Cemeteries tell you about a people. How they die, how the living continue to think after them.

Italian cemeteries are a different affair from their American counterparts. Freestanding crypts and family chambers are much more common, distinguishing the haves from the have-nots even in death. Whereas we tend to keep them as repositories for the dead, the Italians have a near church-like state where one could conceivably go and meditate or pray over one's fallen ancestors.

As in life, the dead reside close to one another. You can imagine their bony hands reaching out and clasping those of their neighbor on those nights the ground gets unbearably cold to rest in.

I'd seen the cemetery from the gondola and was immediately interested. Whole town histories are contained within the simple walls of the cemetery. You get a very intimate sense to who these people you are living among are.

I can't imagine such a thing as a new cemetery in Italia, but here we are. Certainly seems like its reserved for those who died in the last fifty years or so.

Funny place for a cemetery, the edge of the overflow parking lot rests just beyond these walls. Rather than a peaceful sleep, those interred here must hear the grinding racket of a successful ski operation.

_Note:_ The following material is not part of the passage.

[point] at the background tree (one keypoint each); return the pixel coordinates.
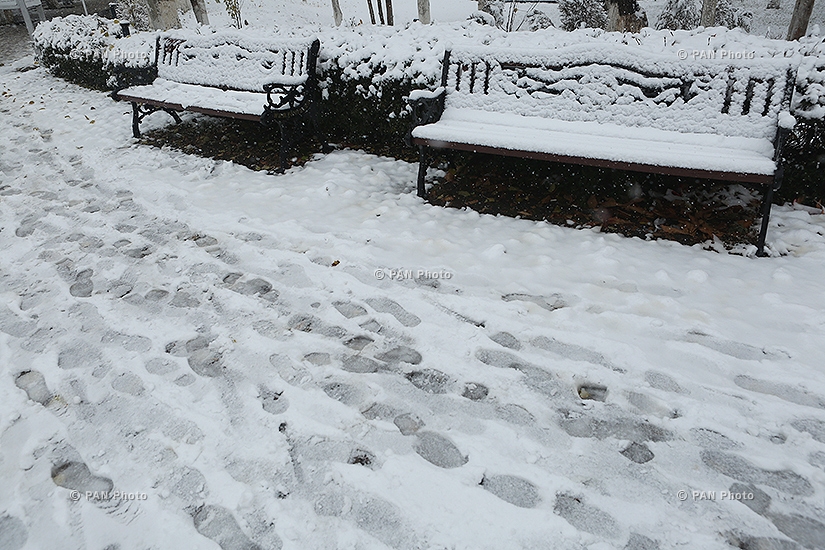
(679, 14)
(800, 18)
(424, 11)
(582, 13)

Not the sort of place I'd choose to spend eternity.

These are not the sorts of thing one puts on a tourist map, though I would suss there to be a second one out here.

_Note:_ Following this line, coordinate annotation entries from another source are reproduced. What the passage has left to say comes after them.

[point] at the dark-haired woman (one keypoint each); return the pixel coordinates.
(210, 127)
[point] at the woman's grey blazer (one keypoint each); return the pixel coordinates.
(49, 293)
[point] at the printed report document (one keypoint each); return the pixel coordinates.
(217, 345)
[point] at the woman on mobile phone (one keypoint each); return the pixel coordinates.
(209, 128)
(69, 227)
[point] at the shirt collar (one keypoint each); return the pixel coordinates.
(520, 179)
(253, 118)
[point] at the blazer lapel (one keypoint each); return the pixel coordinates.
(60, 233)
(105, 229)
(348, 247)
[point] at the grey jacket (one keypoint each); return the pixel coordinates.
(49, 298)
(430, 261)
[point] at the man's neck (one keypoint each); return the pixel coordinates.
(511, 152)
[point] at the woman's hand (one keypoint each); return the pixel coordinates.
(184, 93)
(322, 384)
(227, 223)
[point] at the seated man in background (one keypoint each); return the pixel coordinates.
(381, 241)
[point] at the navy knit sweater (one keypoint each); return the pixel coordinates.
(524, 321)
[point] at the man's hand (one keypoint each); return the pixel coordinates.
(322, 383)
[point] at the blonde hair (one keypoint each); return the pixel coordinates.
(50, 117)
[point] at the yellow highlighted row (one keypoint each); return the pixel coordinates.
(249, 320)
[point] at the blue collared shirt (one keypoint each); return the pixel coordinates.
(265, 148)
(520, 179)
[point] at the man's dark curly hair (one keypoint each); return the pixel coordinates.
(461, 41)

One lady makes her rounds, makes her blessings and is surprised to see me here, but not unwelcomingly so. I always feel awkward -- these are not my friends and relatives. What business do I have here? Steal a few photographs, of course. Impress my friends back home.

Yeah, maybe a little. More because these places always seem to expand me. They are transformative.

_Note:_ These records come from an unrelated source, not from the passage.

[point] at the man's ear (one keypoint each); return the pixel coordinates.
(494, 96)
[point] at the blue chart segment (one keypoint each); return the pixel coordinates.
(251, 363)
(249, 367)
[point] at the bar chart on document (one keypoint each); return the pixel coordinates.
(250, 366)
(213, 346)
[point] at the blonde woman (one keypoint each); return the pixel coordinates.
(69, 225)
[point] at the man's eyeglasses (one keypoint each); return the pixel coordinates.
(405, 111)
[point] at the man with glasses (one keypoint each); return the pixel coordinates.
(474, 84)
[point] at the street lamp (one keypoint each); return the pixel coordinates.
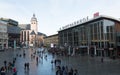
(33, 34)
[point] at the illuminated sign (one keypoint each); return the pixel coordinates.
(75, 23)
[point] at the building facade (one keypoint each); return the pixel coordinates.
(51, 40)
(30, 35)
(3, 35)
(13, 32)
(98, 36)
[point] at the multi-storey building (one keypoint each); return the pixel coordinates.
(13, 32)
(3, 35)
(29, 35)
(51, 40)
(98, 36)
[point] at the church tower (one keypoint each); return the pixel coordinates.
(34, 24)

I have a few minutes before my skis blow up down at Celso sport, may as well see the countryside a bit.

That's why I'm here.

She pays her respects and leaves and I find that there isn't really a good way to picture the dead with the living mountain behind them, and thats OK.

I think that this is certainly a setting for a story, the sort where you start a conversation with someone as to why they are here, perhaps in broken languages that has you communicating in near comic sentences.

I am here because it is pretty.

I am here for my grandma.

Oh, did she die recently?

No, several years ago.

That sort of dialog.

At the entrance they have a chapel and what looks like maybe an office to keep an eye on things. An automatic dispenser vends candles in small, medium and large for a small exchange of euro.

The grounds-keeper talks to some old guy out front and I have the feeling that if they weren't waiting for me then they certainly were using me as an excuse to keep from doing whatever they needed to be doing.

I vanish through the parking lot, back the way I came.